Background information
- Born: November 13, 1941 Vicksburg, Mississippi, U.S.
- Died: May 19, 1991 (aged 49) Oakland Medical Center, Oakland, California, U.S.
- Genres: Adult contemporary, Pop
- Occupation: Singer
- Formerly of: Paul Anka

= Odia Coates =

American singer

Odia Coates (November 13, 1941 – May 19, 1991) was an African-American singer, best known for her high-profile hits with Canadian singer-songwriter Paul Anka.

==Early life==
The daughter of an evangelical minister, Odia Coates was born in Vicksburg, Mississippi. As a young child her family moved to Watts, California, where her father served as pastor in the Beautiful Gates Church Of God In Christ, where she sang in the church choir. She eventually became a member of the Northern California State Youth Choir, co-founded by Edwin Hawkins and later became a member of Sisters Love.

==Work with Paul Anka==
Coates is best remembered for her duet with Paul Anka, "(You're) Having My Baby", that went to No. 1 on the Billboard Hot 100 on August 24-September 7, 1974. Having heard Coates singing on an Edwin Hawkins Singers gospel album, he decided to use her on the recording as it needed a female voice. Anka was pleased with the results (both artistically and commercially; the song reached number one) and recorded several more songs with her.
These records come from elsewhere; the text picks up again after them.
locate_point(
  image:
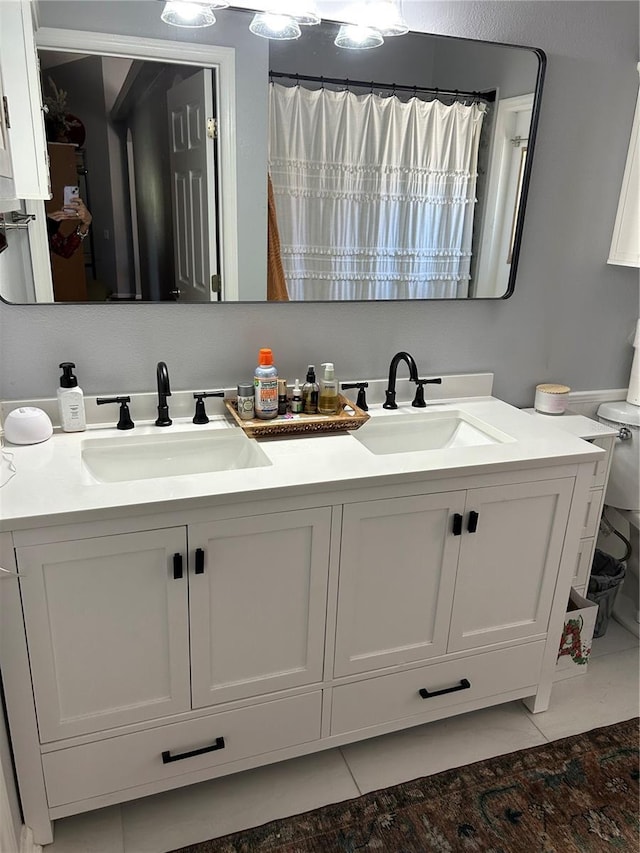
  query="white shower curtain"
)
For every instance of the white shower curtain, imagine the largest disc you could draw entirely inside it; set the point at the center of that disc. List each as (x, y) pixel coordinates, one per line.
(374, 197)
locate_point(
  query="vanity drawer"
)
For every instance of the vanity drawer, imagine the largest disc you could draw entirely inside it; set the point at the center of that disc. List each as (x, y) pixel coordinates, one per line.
(105, 766)
(397, 696)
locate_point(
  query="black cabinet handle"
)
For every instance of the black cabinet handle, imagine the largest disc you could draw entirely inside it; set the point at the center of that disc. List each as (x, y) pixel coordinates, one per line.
(167, 758)
(199, 561)
(464, 685)
(177, 566)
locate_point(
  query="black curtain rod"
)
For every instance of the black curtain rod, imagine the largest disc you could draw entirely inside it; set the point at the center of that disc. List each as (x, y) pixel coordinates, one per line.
(489, 96)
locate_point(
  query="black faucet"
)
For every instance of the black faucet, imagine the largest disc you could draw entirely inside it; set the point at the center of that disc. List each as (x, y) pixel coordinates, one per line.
(164, 391)
(390, 393)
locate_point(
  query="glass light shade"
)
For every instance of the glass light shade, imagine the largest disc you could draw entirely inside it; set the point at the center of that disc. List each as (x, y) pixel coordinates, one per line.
(355, 37)
(385, 16)
(302, 11)
(188, 13)
(274, 26)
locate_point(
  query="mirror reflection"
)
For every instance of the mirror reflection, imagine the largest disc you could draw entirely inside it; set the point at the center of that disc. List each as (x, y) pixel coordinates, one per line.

The two recorded several more Top 10 & Top 20 hits, including 1974's "One Man Woman/One Woman Man" and 1975's "I Don't Like to Sleep Alone" and "(I Believe) There's Nothing Stronger Than Our Love". She recorded "Make It Up to Me in Love", a sequel to "One Man Woman/One Woman Man", with Anka in 1977.
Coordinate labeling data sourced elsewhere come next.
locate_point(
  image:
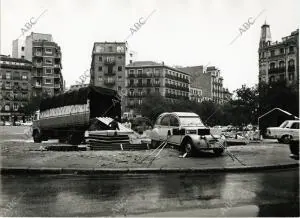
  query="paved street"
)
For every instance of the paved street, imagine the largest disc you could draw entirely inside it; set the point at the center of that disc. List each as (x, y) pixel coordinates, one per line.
(17, 150)
(272, 193)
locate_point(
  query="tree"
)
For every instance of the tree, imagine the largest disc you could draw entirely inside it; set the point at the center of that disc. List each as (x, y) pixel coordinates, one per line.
(278, 94)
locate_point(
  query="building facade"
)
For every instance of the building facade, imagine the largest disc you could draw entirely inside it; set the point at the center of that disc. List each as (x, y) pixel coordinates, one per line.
(15, 83)
(108, 65)
(18, 48)
(196, 94)
(78, 86)
(147, 77)
(278, 60)
(45, 56)
(209, 80)
(216, 84)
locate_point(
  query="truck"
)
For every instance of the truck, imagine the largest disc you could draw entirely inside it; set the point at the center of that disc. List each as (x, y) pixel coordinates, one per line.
(288, 130)
(67, 116)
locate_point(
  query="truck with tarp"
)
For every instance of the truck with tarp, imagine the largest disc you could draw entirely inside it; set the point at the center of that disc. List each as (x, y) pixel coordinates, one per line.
(67, 116)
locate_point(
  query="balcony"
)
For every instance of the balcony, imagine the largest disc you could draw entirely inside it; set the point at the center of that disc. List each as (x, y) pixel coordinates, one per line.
(113, 73)
(291, 68)
(37, 74)
(37, 85)
(37, 53)
(38, 64)
(109, 82)
(56, 76)
(109, 61)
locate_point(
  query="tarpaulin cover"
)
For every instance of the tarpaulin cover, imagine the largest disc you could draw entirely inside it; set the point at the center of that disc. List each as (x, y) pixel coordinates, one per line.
(103, 101)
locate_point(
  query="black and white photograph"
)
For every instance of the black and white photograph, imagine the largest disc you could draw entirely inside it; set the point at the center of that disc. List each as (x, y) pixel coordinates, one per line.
(149, 108)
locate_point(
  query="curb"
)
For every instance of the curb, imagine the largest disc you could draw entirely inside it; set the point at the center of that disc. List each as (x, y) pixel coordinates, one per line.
(102, 171)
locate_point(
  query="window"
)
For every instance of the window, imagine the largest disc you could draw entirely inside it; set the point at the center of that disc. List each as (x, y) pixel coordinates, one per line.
(291, 76)
(281, 64)
(272, 65)
(48, 81)
(48, 50)
(48, 61)
(24, 76)
(272, 53)
(48, 71)
(295, 126)
(291, 62)
(165, 120)
(174, 121)
(282, 51)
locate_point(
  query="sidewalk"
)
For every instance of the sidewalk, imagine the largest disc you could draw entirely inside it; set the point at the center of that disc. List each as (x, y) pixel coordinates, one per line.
(27, 156)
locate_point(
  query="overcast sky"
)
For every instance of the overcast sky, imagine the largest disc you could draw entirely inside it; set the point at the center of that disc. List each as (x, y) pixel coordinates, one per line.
(179, 32)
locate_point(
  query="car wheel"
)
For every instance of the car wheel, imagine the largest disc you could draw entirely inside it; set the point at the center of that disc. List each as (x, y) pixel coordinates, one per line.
(37, 137)
(218, 151)
(188, 148)
(286, 139)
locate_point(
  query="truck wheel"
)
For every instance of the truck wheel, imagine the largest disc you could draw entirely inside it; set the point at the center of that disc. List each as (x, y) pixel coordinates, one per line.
(75, 138)
(37, 138)
(286, 139)
(154, 144)
(218, 151)
(188, 148)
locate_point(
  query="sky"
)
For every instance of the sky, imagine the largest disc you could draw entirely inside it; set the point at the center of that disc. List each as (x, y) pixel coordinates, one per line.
(178, 32)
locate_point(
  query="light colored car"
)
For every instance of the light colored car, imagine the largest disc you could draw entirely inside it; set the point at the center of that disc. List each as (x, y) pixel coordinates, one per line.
(187, 132)
(288, 130)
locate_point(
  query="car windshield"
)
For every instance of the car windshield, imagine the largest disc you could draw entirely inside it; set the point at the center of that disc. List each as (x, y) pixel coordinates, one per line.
(283, 125)
(191, 121)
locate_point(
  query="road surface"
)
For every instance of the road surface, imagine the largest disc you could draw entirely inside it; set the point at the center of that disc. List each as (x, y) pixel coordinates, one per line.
(269, 193)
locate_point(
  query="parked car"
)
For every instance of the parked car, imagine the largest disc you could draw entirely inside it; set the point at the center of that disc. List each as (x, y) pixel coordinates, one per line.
(187, 132)
(288, 130)
(294, 148)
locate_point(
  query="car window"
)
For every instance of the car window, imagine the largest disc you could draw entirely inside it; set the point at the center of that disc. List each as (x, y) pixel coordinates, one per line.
(284, 124)
(295, 126)
(191, 121)
(165, 121)
(174, 121)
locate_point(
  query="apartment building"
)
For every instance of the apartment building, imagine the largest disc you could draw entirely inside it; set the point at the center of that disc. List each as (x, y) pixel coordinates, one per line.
(45, 56)
(147, 77)
(278, 60)
(196, 94)
(108, 65)
(15, 83)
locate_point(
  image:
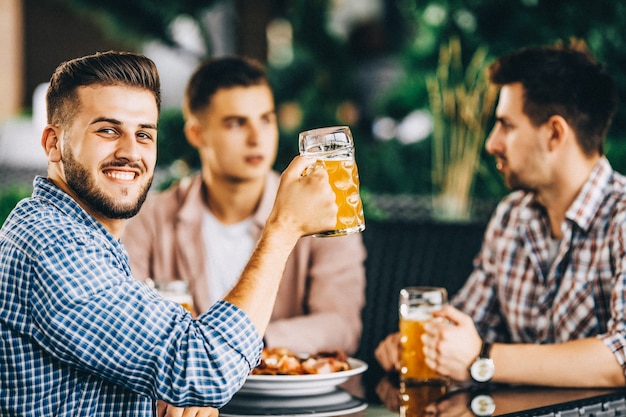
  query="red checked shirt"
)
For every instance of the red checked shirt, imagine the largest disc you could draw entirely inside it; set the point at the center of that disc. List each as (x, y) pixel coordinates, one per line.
(516, 295)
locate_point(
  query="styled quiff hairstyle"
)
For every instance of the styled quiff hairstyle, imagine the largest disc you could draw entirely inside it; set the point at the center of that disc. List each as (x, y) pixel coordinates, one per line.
(103, 68)
(217, 73)
(563, 80)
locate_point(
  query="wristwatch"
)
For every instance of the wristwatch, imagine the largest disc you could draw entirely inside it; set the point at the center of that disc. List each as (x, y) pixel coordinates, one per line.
(482, 369)
(482, 405)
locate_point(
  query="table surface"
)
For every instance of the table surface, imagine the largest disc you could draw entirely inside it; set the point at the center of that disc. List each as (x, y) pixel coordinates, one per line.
(384, 397)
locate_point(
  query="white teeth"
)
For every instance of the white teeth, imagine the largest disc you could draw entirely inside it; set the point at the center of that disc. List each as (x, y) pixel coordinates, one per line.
(122, 176)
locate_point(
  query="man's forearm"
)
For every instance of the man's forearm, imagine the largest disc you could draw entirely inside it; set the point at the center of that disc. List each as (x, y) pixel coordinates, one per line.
(579, 363)
(256, 290)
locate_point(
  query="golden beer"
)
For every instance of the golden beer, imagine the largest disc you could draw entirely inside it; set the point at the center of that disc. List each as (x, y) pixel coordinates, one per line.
(412, 357)
(416, 307)
(344, 180)
(333, 148)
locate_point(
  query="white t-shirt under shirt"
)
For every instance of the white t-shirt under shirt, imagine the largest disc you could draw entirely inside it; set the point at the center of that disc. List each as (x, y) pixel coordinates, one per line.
(228, 248)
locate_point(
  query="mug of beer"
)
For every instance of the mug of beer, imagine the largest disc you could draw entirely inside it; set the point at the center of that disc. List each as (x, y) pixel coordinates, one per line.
(416, 307)
(333, 148)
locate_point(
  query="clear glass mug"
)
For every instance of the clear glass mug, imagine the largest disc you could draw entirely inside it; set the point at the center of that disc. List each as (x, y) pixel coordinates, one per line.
(333, 148)
(416, 307)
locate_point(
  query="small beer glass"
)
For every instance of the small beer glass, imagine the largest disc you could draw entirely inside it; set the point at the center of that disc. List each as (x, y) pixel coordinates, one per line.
(416, 307)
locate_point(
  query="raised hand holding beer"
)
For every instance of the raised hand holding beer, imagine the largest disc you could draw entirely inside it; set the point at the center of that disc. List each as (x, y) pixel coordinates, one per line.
(333, 148)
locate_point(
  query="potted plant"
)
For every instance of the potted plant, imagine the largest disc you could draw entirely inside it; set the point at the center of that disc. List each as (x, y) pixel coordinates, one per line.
(461, 102)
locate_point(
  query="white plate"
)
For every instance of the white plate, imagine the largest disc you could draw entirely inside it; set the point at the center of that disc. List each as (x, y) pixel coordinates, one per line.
(313, 384)
(335, 403)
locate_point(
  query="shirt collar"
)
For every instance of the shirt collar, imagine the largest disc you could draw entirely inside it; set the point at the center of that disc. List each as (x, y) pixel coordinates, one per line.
(584, 208)
(47, 190)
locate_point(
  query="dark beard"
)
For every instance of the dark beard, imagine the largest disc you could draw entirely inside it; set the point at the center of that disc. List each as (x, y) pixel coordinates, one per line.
(79, 180)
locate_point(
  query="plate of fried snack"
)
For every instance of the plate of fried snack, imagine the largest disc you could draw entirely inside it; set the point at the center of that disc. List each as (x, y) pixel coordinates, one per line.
(285, 373)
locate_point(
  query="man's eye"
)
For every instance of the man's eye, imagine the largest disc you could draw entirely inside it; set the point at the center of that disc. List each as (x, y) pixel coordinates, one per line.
(108, 131)
(144, 136)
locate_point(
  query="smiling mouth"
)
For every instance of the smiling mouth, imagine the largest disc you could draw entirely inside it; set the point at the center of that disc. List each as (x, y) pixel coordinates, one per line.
(121, 175)
(254, 159)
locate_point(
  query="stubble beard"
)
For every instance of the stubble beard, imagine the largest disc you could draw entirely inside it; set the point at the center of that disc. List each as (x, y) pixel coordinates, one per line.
(83, 184)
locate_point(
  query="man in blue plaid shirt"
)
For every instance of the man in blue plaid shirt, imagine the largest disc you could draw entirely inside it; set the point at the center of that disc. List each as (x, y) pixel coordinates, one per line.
(79, 335)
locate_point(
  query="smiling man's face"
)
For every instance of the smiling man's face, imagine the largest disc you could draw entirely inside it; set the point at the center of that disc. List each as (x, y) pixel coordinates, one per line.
(109, 151)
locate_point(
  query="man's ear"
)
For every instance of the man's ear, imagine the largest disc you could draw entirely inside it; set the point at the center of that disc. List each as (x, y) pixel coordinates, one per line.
(51, 142)
(193, 132)
(558, 129)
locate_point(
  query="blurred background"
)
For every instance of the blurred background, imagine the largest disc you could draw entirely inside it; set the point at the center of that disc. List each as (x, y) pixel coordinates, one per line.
(405, 75)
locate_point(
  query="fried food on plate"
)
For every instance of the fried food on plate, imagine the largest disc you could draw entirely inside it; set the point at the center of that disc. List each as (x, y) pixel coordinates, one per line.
(281, 361)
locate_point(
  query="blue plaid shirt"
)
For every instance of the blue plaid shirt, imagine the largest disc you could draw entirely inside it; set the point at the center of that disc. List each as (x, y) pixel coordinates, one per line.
(80, 337)
(515, 295)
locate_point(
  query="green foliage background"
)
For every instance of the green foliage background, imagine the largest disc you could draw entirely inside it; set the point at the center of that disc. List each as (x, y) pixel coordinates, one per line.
(321, 79)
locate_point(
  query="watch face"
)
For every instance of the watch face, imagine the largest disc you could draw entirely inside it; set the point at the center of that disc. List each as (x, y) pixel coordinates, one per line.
(483, 405)
(482, 370)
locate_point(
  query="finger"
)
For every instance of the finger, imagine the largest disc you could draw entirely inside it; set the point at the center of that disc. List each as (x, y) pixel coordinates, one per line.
(297, 166)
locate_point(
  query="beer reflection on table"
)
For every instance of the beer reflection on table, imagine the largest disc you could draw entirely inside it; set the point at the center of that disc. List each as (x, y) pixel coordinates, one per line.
(433, 399)
(470, 400)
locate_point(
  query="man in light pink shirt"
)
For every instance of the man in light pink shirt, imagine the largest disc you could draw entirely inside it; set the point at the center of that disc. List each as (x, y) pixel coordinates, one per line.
(203, 229)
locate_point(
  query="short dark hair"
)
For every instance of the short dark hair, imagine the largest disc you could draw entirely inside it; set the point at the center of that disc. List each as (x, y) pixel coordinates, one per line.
(563, 80)
(217, 73)
(102, 68)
In Australia, "One Man Woman" peaked at number 35, while "(I Believe) There's Nothing Stronger Than Our Love" peaked at number 83, both in 1975.

==Solo work==
Coates had minor success as a solo artist with the Anka-penned track "You Come And You Go" and a cover of the Electric Light Orchestra song "Showdown". Both songs come from her only self-titled solo album released in 1975 by United Artists Records with producer Rick Hall. Coates also recorded "Make It Up To Me Baby", released on Buddah Records in 1973, written by Anka and Johnny Harris and very much sought after by soul collectors. She was working on solo album in Las Vegas at L.A.W. Recording Studios in 1984-5, with producer Lee Waters. Tracks were cut at LAW and Paramount and Sunset studios in LA.

==Death==
Odia Coates died from breast cancer in 1991, aged 49, at Oakland Medical Center following a four-year battle with the disease.